Die richtige Anwendung von UV-Licht zur Trocknung bei der Textildruckung
Im Bereich der Textildruckung gibt es eine sehr schmale Grenze zwischen einem klaren, professionellen Druckbild und einem verschwommenen Ergebnis. Alles hängt davon ab, wie schnell die Tinte austrocknet. Ist die Trocknungszeit zu lang, entstehen unschöne Flecken. Ist die Trocknungszeit zu kurz oder die Temperatur zu hoch, wird das Gewebe beschädigt. Deshalb verwenden wir keine herkömmlichen Lampen – stattdessen bauen wir maßgeschneiderte UV-Systeme, die perfekt auf das jeweilige Gewebe abgestimmt sind.
Das Geheimnis liegt im Licht.
Die meisten Textilfarben benötigen ein spezielles UV-A- oder UV-C-Licht, damit sie aushärten können, ohne das Material zu verbrennen. Wir optimieren daher die Leistung sowie die Länge der Lampen, damit das Licht gleichmäßig auf das gesamte Gewebe trifft.

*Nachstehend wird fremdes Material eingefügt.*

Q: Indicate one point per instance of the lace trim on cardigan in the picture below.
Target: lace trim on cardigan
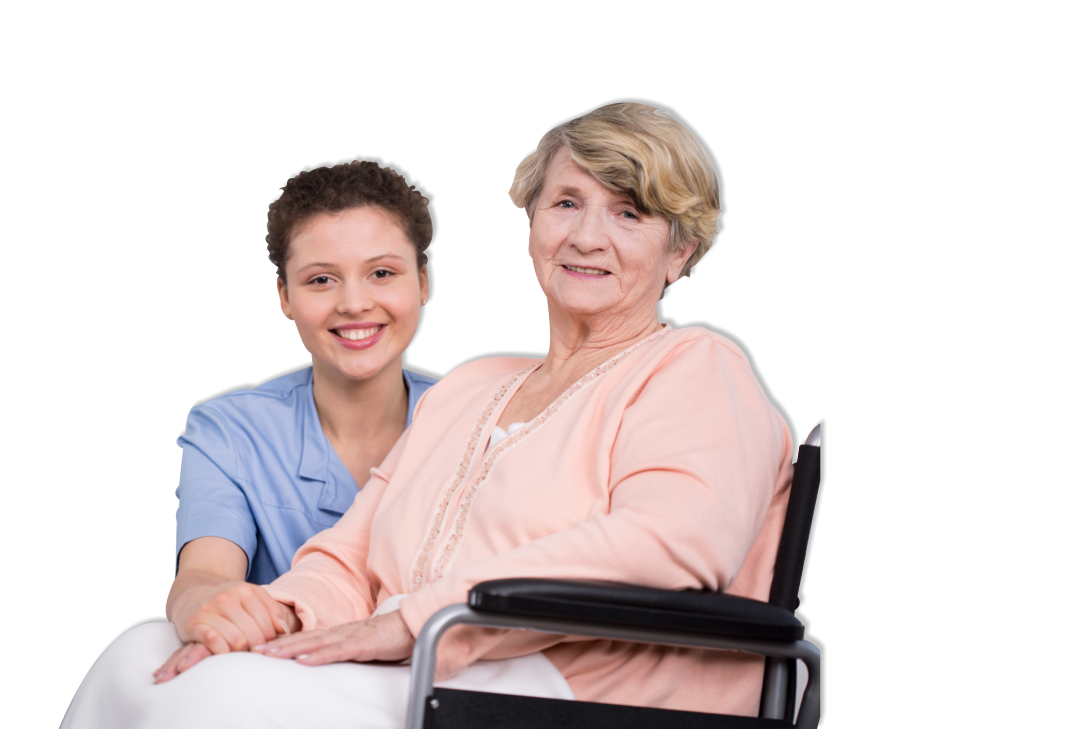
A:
(416, 569)
(442, 564)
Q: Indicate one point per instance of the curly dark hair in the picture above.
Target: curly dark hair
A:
(348, 185)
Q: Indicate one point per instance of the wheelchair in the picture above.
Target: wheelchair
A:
(685, 618)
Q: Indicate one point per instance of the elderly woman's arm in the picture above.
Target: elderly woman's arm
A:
(698, 459)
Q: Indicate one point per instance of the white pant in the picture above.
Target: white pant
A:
(251, 690)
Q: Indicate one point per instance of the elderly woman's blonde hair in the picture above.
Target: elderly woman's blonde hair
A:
(643, 152)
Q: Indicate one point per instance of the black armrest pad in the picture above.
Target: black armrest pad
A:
(688, 611)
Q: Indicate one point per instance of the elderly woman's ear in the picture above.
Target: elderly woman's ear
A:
(678, 261)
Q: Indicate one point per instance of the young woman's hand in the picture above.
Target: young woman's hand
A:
(383, 638)
(231, 617)
(180, 661)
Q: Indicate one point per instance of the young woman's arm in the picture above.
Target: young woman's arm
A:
(214, 609)
(210, 602)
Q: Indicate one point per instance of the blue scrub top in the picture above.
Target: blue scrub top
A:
(257, 470)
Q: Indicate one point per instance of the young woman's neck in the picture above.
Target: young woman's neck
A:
(356, 410)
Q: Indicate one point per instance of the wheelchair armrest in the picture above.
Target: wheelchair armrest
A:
(615, 603)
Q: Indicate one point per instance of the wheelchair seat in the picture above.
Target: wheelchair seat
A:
(610, 611)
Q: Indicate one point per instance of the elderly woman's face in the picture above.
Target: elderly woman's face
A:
(354, 291)
(592, 250)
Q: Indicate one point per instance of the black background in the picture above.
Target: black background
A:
(191, 309)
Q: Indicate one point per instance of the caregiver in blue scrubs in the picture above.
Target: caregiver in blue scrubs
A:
(265, 469)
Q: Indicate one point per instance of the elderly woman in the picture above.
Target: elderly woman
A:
(632, 452)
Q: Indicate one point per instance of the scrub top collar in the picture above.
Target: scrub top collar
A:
(320, 460)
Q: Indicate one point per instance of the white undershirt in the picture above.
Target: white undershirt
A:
(498, 434)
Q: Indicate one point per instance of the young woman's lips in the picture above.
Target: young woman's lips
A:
(364, 343)
(584, 276)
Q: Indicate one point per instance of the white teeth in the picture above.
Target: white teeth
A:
(360, 334)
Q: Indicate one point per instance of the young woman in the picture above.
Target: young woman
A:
(263, 470)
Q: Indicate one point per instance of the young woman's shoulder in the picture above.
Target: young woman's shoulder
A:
(277, 395)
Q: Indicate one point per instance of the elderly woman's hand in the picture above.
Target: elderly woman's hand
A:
(381, 638)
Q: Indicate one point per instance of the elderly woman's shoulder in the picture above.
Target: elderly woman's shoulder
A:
(700, 341)
(489, 368)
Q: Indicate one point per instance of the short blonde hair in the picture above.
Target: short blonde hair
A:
(643, 152)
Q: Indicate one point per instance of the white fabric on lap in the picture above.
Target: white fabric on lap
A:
(251, 690)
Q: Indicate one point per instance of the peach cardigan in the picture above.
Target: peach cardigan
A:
(666, 466)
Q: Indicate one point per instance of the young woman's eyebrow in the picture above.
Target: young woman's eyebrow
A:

Wenn Sie mit großformatigen Druckern arbeiten, kennen Sie sicherlich diese störenden „Zebrastreifen“ – das sind unvollständig getrocknete Bereiche, die entstehen, wenn die Lampen nicht richtig ausgerichtet sind. Das Problem lösen wir, indem wir die Lampen so anordnen, dass sie sich überlappen. So entstehen keine Streifen mehr – nur ein gleichmäßiges, vollständiges Trocknungsverhalten.
Umgang mit der Hitze
Wir verwenden hochreinen fusionierten Quarz, denn normales Glas blockiert schließlich die nötigen Strahlen. Doch hier kommt das Problem: Hochleistungs-Lampen werden sehr heiß. Wenn Sie auf empfindlichen Seidenstoffen oder synthetischen Materialien drucken, kann diese Infrarotwärme dazu führen, dass das Gewebe unter der Lampe schrumpft. Das ist ein Albtraum. Um das zu verhindern, verwenden wir kalte Spiegelreflektoren oder spezielle Gasfüllungen, um die Energie umzuleiten.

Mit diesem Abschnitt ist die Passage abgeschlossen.